Ian Patrick, FISM News
In July of this year, Uighur Muslims exiled from their region in China submitted evidence to the International Criminal Court (ICC) concerning the mistreatment of their minority group. The evidence included the forced sterilization of the Uighur women and the use of “re-education camps” to control the population.
Recently, the ICC prosecutors rejected to investigate China, even with genocidal evidence, on the grounds that China is not a participating member of the Hague-based Court. An annual report also mentioned separate claims of Uighur deportations from other participating nations back in to China, but the Court still determined there was no reason to proceed with these allegations either.
This precondition for the exercise of the Court’s territorial jurisdiction did not appear to be met with respect to the majority of the crimes alleged in the communication (genocide, crimes against humanity of murder, imprisonment or other severe deprivation of liberty, torture, enforced sterilisation and other inhumane acts), since the actus reus of each of the above-mentioned alleged crimes appears to have been committed solely by nationals of China within the territory of China, a State which is not a party to the Statute.
To clarify, the Court is not required to consider any complaints filed to the prosecutor.
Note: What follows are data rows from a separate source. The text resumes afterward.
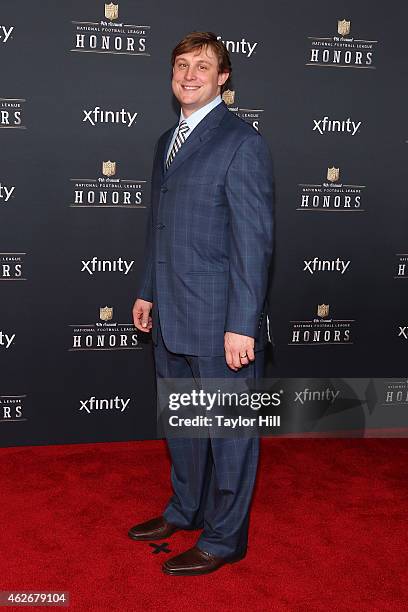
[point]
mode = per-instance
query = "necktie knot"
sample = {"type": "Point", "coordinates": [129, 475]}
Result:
{"type": "Point", "coordinates": [179, 140]}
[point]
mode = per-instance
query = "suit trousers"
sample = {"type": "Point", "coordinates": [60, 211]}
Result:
{"type": "Point", "coordinates": [212, 478]}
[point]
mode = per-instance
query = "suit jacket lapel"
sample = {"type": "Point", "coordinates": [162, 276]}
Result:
{"type": "Point", "coordinates": [200, 134]}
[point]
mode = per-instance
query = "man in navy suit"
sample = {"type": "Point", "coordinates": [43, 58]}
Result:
{"type": "Point", "coordinates": [202, 294]}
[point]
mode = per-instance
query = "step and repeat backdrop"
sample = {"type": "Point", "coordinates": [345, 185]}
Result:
{"type": "Point", "coordinates": [85, 93]}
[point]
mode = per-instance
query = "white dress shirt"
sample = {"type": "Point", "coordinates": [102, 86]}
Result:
{"type": "Point", "coordinates": [194, 119]}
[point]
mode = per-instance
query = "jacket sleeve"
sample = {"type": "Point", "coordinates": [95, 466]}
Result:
{"type": "Point", "coordinates": [145, 287]}
{"type": "Point", "coordinates": [249, 191]}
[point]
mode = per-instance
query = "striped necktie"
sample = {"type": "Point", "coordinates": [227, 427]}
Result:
{"type": "Point", "coordinates": [180, 138]}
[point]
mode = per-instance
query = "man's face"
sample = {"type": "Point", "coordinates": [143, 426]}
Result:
{"type": "Point", "coordinates": [196, 80]}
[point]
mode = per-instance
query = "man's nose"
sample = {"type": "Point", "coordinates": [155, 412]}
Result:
{"type": "Point", "coordinates": [190, 74]}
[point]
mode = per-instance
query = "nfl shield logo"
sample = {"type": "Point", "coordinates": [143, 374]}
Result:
{"type": "Point", "coordinates": [333, 174]}
{"type": "Point", "coordinates": [228, 96]}
{"type": "Point", "coordinates": [111, 11]}
{"type": "Point", "coordinates": [106, 313]}
{"type": "Point", "coordinates": [109, 168]}
{"type": "Point", "coordinates": [322, 310]}
{"type": "Point", "coordinates": [343, 27]}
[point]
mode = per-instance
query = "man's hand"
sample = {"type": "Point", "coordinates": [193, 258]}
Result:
{"type": "Point", "coordinates": [141, 315]}
{"type": "Point", "coordinates": [239, 350]}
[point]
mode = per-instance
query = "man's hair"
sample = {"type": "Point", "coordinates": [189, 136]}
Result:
{"type": "Point", "coordinates": [198, 40]}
However, the prosecutor can work independently in submitting cases to the Court.
Lawyers for the Uighurs asked the Court to reconsider as soon as new evidence is submitted. Many entities, including the U.S. and the Vatican, have recognized the persecution of the Uighurs and, in some cases, have issued sanctions or taken other actions against China because of it. China denies any mistreatment claims and asserts that the Muslim minority are attending and “graduating” from special schools.